Friday, 13 July 2018

Menantang nyali Demokrat, PKB dan PAN, menyatakan tidak akan mendukung Jokowi


Ada yang masih bertanya ke saya soal manuver Demokrat, PKB dan PAN, mereka sepertinya tidak akan bergabung dengan barisan pendukung Jokowi. Saya jawab, sudahlah.. mereka bertiga tidak perlu dipikirkan, tidak ada nyali mereka untuk keluar dari barisan Jokowi. Itu pasti..

Coba saja tantang, apakah mereka seberani PKS atau Gerindra yang terang-terangan menyatakan tidak akan mendukung Jokowi di Pilpres 2019? Coba wartawan tanya ke Demokrat, PKB dan PAN begitu, yang ada bakal planga-plongo. Gak akan bernyali sama sekali mereka menyatakan itu.

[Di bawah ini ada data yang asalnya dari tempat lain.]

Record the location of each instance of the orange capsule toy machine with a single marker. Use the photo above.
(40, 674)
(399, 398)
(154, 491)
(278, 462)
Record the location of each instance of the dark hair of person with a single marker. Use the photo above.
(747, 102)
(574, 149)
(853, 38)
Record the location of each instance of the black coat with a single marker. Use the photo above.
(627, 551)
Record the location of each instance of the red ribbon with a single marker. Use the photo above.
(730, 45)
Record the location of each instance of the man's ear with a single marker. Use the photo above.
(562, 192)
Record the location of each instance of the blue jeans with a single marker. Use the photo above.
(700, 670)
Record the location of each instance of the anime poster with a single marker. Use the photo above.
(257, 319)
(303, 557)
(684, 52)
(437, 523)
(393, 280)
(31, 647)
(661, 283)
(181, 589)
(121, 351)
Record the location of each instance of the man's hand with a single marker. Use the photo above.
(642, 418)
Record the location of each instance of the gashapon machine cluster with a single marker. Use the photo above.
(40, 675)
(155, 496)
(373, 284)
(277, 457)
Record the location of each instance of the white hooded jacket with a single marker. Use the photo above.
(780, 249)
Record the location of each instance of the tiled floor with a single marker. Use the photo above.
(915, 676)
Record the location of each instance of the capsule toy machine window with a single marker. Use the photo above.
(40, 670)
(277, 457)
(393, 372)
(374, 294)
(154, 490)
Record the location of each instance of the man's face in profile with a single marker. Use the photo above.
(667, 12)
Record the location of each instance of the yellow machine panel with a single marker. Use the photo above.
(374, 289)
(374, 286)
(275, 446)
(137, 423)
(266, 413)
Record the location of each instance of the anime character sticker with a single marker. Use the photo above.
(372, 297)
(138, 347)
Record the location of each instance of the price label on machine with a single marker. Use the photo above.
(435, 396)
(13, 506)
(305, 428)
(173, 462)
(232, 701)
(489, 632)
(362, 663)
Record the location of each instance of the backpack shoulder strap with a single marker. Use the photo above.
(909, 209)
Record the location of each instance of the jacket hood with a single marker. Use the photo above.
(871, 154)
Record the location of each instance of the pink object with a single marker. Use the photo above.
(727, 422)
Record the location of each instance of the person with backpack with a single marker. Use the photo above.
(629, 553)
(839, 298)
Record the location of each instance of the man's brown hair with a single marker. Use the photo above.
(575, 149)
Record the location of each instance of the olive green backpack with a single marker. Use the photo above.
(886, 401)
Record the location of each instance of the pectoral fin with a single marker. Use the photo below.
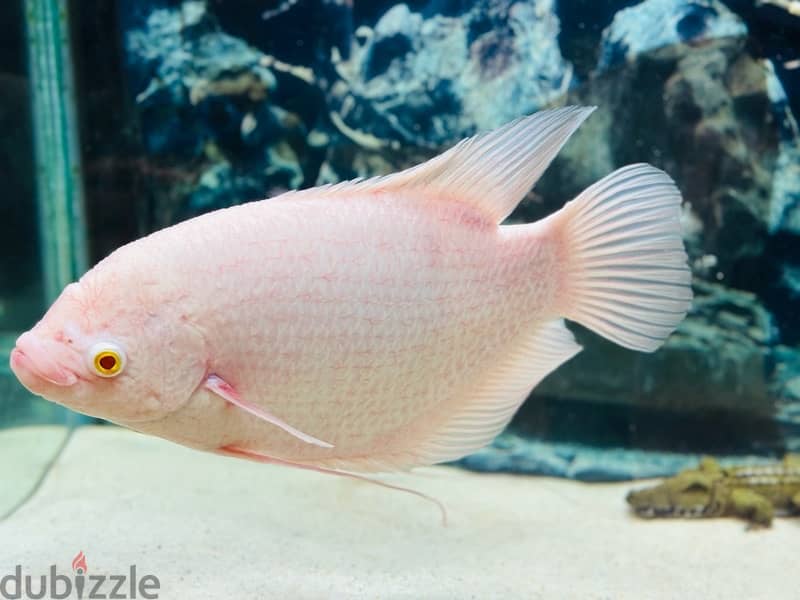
(227, 392)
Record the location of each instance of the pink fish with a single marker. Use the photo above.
(370, 325)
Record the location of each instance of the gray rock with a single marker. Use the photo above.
(784, 213)
(657, 24)
(430, 81)
(194, 83)
(512, 453)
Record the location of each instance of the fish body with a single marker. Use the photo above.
(370, 325)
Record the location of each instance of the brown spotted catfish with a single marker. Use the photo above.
(370, 325)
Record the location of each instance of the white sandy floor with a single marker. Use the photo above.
(213, 527)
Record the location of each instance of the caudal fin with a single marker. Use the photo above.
(626, 272)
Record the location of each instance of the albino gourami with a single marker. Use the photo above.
(370, 325)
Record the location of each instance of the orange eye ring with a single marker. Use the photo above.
(106, 359)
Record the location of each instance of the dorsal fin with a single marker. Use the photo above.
(492, 171)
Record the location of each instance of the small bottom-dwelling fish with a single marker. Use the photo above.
(755, 492)
(369, 325)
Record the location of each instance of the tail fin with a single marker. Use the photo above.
(626, 276)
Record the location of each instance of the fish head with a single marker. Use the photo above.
(687, 494)
(114, 351)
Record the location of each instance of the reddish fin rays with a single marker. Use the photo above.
(224, 390)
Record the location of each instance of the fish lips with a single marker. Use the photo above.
(35, 369)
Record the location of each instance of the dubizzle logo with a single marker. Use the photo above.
(57, 586)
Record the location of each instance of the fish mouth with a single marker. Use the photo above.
(32, 365)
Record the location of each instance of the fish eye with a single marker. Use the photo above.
(106, 359)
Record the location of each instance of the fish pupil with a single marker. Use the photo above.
(108, 362)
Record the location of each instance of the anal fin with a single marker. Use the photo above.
(239, 452)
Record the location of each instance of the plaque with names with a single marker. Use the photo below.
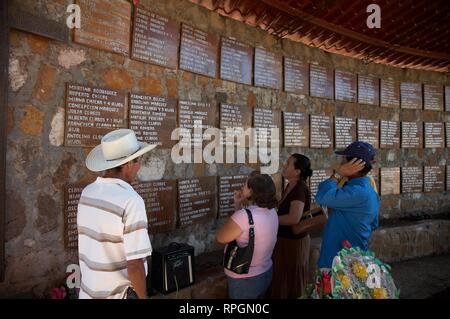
(390, 134)
(411, 95)
(412, 179)
(375, 174)
(345, 86)
(321, 81)
(321, 132)
(263, 121)
(390, 93)
(227, 186)
(296, 76)
(434, 135)
(190, 112)
(447, 130)
(198, 52)
(91, 112)
(236, 61)
(268, 68)
(197, 200)
(159, 204)
(235, 119)
(296, 129)
(433, 97)
(412, 135)
(448, 177)
(368, 90)
(344, 131)
(153, 119)
(105, 25)
(447, 98)
(155, 39)
(434, 178)
(318, 176)
(72, 194)
(390, 181)
(368, 131)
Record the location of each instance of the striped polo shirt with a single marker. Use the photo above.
(112, 229)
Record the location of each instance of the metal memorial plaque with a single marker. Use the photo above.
(434, 135)
(412, 179)
(155, 39)
(433, 97)
(92, 112)
(321, 81)
(434, 179)
(197, 199)
(236, 61)
(344, 131)
(345, 86)
(368, 131)
(237, 119)
(227, 186)
(448, 177)
(268, 69)
(368, 90)
(72, 194)
(447, 130)
(318, 176)
(191, 111)
(390, 181)
(153, 119)
(447, 98)
(159, 198)
(411, 95)
(266, 119)
(198, 52)
(375, 174)
(390, 93)
(296, 76)
(412, 135)
(321, 132)
(105, 25)
(390, 134)
(295, 129)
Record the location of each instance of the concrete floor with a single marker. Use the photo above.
(427, 277)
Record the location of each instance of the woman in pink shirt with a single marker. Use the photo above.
(260, 192)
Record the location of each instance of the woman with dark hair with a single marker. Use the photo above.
(291, 253)
(260, 193)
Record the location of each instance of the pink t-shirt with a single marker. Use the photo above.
(266, 227)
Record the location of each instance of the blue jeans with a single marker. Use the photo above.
(251, 287)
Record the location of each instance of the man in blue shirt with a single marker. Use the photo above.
(354, 207)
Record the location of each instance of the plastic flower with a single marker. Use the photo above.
(379, 293)
(359, 270)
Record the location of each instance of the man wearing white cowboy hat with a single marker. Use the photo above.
(113, 240)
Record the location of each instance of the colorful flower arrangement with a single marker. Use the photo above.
(355, 274)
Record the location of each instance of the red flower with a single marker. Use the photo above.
(346, 244)
(326, 283)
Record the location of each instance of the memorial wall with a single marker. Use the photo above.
(165, 64)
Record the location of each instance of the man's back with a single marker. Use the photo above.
(112, 229)
(355, 215)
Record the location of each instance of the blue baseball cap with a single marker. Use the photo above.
(361, 150)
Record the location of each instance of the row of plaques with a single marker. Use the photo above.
(203, 199)
(157, 39)
(91, 112)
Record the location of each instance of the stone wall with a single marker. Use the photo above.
(38, 165)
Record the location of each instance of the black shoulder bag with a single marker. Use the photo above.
(238, 259)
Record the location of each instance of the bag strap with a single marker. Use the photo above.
(251, 232)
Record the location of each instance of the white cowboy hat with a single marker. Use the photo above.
(117, 148)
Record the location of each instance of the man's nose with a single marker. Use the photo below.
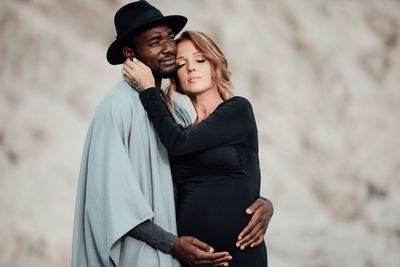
(168, 47)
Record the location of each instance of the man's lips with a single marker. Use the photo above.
(168, 60)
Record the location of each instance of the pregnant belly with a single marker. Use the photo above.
(214, 211)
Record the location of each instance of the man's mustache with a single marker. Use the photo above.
(167, 57)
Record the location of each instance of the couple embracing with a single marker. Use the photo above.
(142, 147)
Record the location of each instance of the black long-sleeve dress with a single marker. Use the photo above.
(216, 169)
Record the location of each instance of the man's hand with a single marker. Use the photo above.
(137, 75)
(253, 234)
(197, 253)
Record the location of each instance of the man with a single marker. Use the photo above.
(125, 213)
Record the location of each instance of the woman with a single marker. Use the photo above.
(214, 162)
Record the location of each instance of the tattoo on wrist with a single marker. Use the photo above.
(139, 86)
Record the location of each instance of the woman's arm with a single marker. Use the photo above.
(230, 123)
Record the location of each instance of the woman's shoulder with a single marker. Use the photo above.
(238, 101)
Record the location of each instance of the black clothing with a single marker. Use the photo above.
(216, 169)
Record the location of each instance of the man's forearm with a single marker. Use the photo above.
(154, 236)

Lalu kenapa mereka berulah? Karena mereka bertiga itu ingin "dianggap". Mereka sadar, tanpa ada mereka, Jokowi tidak akan resah dan gelisah. Dengan masuk kubu Jokowi belakangan, mereka merasa hanya menjadi pemeran pembantu. Mereka ingin dianggap sebagai pemeran utama juga.

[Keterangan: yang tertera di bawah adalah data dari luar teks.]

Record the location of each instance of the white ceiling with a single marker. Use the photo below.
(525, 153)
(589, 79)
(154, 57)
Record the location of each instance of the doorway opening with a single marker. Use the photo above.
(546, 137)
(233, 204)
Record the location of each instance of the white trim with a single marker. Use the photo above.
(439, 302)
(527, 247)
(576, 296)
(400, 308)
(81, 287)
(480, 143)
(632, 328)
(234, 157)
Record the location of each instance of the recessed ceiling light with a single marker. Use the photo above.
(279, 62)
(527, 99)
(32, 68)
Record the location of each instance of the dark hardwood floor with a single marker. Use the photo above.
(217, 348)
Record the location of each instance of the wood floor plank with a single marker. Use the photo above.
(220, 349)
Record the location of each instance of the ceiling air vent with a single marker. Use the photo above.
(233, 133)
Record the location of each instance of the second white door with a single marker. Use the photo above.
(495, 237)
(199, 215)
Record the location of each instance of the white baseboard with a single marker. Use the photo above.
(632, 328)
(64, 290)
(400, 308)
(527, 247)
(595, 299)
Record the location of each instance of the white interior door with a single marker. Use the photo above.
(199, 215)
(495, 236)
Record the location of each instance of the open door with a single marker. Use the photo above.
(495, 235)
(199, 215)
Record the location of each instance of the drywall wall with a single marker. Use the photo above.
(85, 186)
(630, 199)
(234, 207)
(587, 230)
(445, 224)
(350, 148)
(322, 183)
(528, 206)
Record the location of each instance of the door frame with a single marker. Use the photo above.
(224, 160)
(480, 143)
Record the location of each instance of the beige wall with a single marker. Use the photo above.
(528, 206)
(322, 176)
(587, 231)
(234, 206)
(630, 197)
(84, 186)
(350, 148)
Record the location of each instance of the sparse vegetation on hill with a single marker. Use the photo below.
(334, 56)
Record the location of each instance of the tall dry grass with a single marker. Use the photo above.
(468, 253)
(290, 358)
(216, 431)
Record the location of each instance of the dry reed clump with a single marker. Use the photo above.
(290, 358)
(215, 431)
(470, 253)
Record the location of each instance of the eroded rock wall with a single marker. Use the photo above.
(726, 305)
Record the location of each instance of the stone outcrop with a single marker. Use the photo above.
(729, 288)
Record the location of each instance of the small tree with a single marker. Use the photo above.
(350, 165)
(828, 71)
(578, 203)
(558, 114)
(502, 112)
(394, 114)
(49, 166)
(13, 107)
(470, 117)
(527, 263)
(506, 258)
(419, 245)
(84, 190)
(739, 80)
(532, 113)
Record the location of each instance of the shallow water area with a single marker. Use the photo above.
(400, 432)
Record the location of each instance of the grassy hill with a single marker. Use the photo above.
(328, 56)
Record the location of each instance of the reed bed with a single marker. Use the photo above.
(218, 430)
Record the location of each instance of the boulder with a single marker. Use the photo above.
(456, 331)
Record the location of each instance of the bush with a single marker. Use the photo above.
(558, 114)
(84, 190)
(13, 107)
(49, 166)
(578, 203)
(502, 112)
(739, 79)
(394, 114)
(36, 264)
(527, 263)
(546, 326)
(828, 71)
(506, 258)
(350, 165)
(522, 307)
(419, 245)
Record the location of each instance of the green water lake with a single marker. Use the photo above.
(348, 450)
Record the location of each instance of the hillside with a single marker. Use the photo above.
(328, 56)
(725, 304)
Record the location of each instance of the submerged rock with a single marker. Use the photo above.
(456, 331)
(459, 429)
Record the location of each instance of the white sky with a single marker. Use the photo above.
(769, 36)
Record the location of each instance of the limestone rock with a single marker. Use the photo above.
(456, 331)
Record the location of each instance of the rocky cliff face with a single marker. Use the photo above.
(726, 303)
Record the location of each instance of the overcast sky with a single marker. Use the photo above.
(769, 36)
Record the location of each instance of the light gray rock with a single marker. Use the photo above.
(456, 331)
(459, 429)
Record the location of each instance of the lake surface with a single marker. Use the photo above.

Seharusnya kalau berfikirnya untuk kemaslahatan bangsa, ngak perlu begitu. Tentukan sikap dan bantu perjuangan Jokowi. Tokh, kalau Jokowi jadi Presiden lagi, tentu mereka menjadi bagian yang akan ikut menggerakkan bangsa ini di Pemerintahan. Pasti diikutsertakanlah..

Jadi biarkan saja Demokrat, PAN dan PKB sibuk mencari perhatian Jokowi. Kalau mereka gak jadi gabung dengan Jokowi ya sudah. Tokh, Jokowi sudah cukup dengan Partai-Partai yang tidak neko-neko. bahkan Partai-Partai mempersilahkan Jokowi memilih Cawapresnya sendiri.

Kalau PKB, PAN dan Demokrat mau mengusulkan Capres dan Cawapres sendiri silahkan saja, misalnya Muhaimin - AHY atau Muhaimin - Zulkifli. Tapi kenapa sampai detik ini tidak mereka lakukan? Karena mereka sadar, mereka sama sekali tidak bisa dijual jika harus berhadapan dengan Jokowi.

Jadi apakah mereka akan bergabung dengan Jokowi? Jawabannya: Gerindra dan PKS saja yang berani mengatakan tidak akan mendukung Jokowi, sekarang sedang mencari cara untuk berbelok ke Jokowi, apalagi mereka bertiga yang gak punya nyali mengatakan itu?

Kalau mereka berani mengatakan tidak akan mendukung Jokowi dan berani berkoalisi mengusulkan Muhaimin-AHY/Zulkifli, saya acungin jempol. Hebat, karena mereka berani bersikap walaupun 99,9% mereka sendiri yakin mereka kalah. Tapi itu lebih baik daripada berisik mencari perhatian terus.

Jadi kalau mereka berulah lagi, suruh mereka jawab tantangan saya, apakah mereka berani? 100% saya yakin, mereka tidak akan punya nyali setetes pun untuk menerima tantangan ini.